BOOK OF THE WEEK - Given all the talk of New York City's imminent return to 'the bad old days' on January 1 when Zohran Mamdani moves into Gracie Mansion, I figured it's time for a reality check about the city's late-Twentieth Century flirtation with the abyss.

Historian Kim Phillips-Fein's magisterial Fear City: New York City's Fiscal Crisis and the Rise of Austerity Politics (2017) explores the city's mid-1970s brush with bankruptcy, urban decay, white flight and the reactionary politics of the 1970s and 1980s that gave rise to austerity politics, neoliberal governance and the current Permanent Government that is currently bending Zohran Mamdani to their longstanding agenda of securitization, market-rate development and the privatization of government services (bookmark this if you don't believe me). Fear City is essential reading to understand the current shape of New York City, and unlike Robert Caro's doorstop The Power Broker, you can actually take it out of the house.

FILM - Alfonso Cuarón’s Children of Men blew me away when I saw it in theaters back in 2006. This grim, gripping depiction of an apocalyptic London disintegrating under the weight of a planetary infertility crisis not only established Clive Owen's bonafides as a leading man for serious dramas, but also coincided with the release of Cormac McCarthy's dystopian novel The Road. '06 was a great year for downer media, but keep in mind this was before the advent of social media and the post-literate turn in American society.

Children of Men was part of a streak of films in the mid-Aughts that explored migration, demographic crises and the War-on-Terror securitization of the United States in jarring new ways that pushed back on the plastic, fear-mongering patriotism emanating from Cheney's White House (Dubya was golfing and clearing brush in Texas). Keep in mind this was released right on the heels of Hurricane Katrina's devastation of New Orleans and the images of ragged, downtrodden refugees in major Western cities were very real to moviegoers at the time. More relevant than ever given the Trump immigration blitz.

Children of Men
Directed by Alfonso Cuarón • 2006 • United Kingdom, United States, Japan Starring Clive Owen, Julianne Moore, Michael Caine Alfonso Cuarón’s stunning, meticulously realized science-fiction epic envisages a future world that has fallen into anarchy in the wake of an infertility epidemic that has…

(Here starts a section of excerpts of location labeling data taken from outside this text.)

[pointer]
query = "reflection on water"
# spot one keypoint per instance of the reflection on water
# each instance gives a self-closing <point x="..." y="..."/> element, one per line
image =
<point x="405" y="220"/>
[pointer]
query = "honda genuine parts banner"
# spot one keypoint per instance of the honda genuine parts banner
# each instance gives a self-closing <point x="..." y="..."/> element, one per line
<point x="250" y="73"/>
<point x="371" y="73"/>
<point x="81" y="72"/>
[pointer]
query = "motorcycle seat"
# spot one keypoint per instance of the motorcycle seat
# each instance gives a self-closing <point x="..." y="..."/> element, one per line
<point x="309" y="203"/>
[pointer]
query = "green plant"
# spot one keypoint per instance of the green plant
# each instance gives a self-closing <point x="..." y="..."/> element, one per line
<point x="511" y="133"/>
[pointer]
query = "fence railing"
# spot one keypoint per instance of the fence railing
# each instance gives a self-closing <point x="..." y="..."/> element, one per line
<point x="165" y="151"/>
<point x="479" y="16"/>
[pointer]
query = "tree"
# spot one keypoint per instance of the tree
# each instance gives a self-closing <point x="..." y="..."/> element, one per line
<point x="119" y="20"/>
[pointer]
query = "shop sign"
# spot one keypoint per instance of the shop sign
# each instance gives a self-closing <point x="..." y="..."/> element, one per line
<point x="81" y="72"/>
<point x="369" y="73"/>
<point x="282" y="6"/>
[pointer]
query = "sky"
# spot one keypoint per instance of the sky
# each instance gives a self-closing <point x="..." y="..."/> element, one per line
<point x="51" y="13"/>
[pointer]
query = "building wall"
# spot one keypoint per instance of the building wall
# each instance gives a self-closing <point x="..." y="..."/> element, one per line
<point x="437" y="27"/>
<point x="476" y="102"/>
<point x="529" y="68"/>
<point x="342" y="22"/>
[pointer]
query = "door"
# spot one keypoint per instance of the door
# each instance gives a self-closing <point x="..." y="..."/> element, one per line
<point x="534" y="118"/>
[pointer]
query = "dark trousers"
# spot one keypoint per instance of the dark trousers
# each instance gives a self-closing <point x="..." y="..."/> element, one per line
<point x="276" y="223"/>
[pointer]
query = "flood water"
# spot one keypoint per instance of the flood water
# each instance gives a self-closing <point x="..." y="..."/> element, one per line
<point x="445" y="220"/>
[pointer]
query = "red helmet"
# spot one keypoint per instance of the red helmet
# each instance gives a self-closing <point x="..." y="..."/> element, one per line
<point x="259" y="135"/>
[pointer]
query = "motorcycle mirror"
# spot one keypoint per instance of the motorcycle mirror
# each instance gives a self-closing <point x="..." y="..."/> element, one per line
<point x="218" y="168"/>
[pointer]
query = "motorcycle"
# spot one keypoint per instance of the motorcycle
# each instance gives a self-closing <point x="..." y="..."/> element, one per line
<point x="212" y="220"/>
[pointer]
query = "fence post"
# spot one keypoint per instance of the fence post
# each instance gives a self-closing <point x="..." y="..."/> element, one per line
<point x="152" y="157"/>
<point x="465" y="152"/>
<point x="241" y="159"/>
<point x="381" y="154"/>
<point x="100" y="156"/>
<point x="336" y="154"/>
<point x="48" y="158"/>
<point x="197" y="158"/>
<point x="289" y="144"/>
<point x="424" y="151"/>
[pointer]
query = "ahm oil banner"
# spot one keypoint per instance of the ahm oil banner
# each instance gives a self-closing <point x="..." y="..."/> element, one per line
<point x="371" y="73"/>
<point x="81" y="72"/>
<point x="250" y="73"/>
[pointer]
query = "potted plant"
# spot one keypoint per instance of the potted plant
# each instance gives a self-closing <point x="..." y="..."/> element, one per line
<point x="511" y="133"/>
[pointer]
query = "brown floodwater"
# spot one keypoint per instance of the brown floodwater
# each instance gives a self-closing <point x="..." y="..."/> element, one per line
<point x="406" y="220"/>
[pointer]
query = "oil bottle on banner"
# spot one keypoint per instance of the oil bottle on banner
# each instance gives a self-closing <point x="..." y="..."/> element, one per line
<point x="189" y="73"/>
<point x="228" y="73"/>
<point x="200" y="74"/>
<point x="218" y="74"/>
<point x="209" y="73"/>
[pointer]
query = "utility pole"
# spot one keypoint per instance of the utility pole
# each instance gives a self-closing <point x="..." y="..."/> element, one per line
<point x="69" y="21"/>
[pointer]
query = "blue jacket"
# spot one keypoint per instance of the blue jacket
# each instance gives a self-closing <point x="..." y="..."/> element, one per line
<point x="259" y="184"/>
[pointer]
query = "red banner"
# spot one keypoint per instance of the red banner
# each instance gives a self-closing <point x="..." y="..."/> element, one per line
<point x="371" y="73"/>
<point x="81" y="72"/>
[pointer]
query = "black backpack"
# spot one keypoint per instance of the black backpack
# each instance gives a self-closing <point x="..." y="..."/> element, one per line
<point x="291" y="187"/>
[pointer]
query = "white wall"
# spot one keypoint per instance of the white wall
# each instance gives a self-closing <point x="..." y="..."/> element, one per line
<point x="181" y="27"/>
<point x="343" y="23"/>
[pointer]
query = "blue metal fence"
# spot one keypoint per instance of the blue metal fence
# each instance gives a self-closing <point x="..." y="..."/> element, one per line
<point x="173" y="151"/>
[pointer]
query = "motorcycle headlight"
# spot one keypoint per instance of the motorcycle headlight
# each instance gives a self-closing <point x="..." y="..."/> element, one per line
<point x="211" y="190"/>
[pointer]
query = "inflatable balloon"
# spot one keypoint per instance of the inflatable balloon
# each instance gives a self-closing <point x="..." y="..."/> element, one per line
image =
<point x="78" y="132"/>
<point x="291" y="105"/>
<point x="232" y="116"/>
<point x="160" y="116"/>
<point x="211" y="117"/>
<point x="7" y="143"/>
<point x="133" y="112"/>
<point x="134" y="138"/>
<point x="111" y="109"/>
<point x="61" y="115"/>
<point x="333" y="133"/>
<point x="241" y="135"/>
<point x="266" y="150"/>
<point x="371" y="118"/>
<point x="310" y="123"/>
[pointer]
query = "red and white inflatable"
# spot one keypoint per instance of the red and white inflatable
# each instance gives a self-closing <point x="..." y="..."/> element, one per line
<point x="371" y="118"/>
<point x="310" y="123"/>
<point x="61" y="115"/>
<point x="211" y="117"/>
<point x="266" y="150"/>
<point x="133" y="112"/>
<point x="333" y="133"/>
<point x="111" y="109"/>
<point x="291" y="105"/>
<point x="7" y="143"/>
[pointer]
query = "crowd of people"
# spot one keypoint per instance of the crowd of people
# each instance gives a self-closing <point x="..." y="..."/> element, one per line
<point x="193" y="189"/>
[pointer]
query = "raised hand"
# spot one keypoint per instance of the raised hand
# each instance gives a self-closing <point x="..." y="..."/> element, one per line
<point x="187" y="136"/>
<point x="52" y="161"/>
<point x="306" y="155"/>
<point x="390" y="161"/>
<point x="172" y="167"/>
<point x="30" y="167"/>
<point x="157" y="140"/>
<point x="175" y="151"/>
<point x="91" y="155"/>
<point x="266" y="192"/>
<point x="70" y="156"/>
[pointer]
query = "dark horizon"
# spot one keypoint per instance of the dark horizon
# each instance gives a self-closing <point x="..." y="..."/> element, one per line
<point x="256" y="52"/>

MUSIC - A qualifying statement: mainstream podcasts are not my thing. I don't like the narration style, I don't like the overproduced background music that never lets the tape breathe, and I don't like the commercials for the inevitable Amazon or financial services product. Many of these problems exist in Snitch City, a Boston Globe series based on the newspaper's reporting about informants and wild police corruption in the fishing town of New Bedford. That said, the vibrancy of the narrative told here, the reporter's commitment to this story and the brazen crimes committed by an entire police department over decades in a New England city awash with narcotics got me over the line. That and the sheer brutality of these genuine Masshole accents. American regional dialects are a gift to this country and we need to bring them back en masse.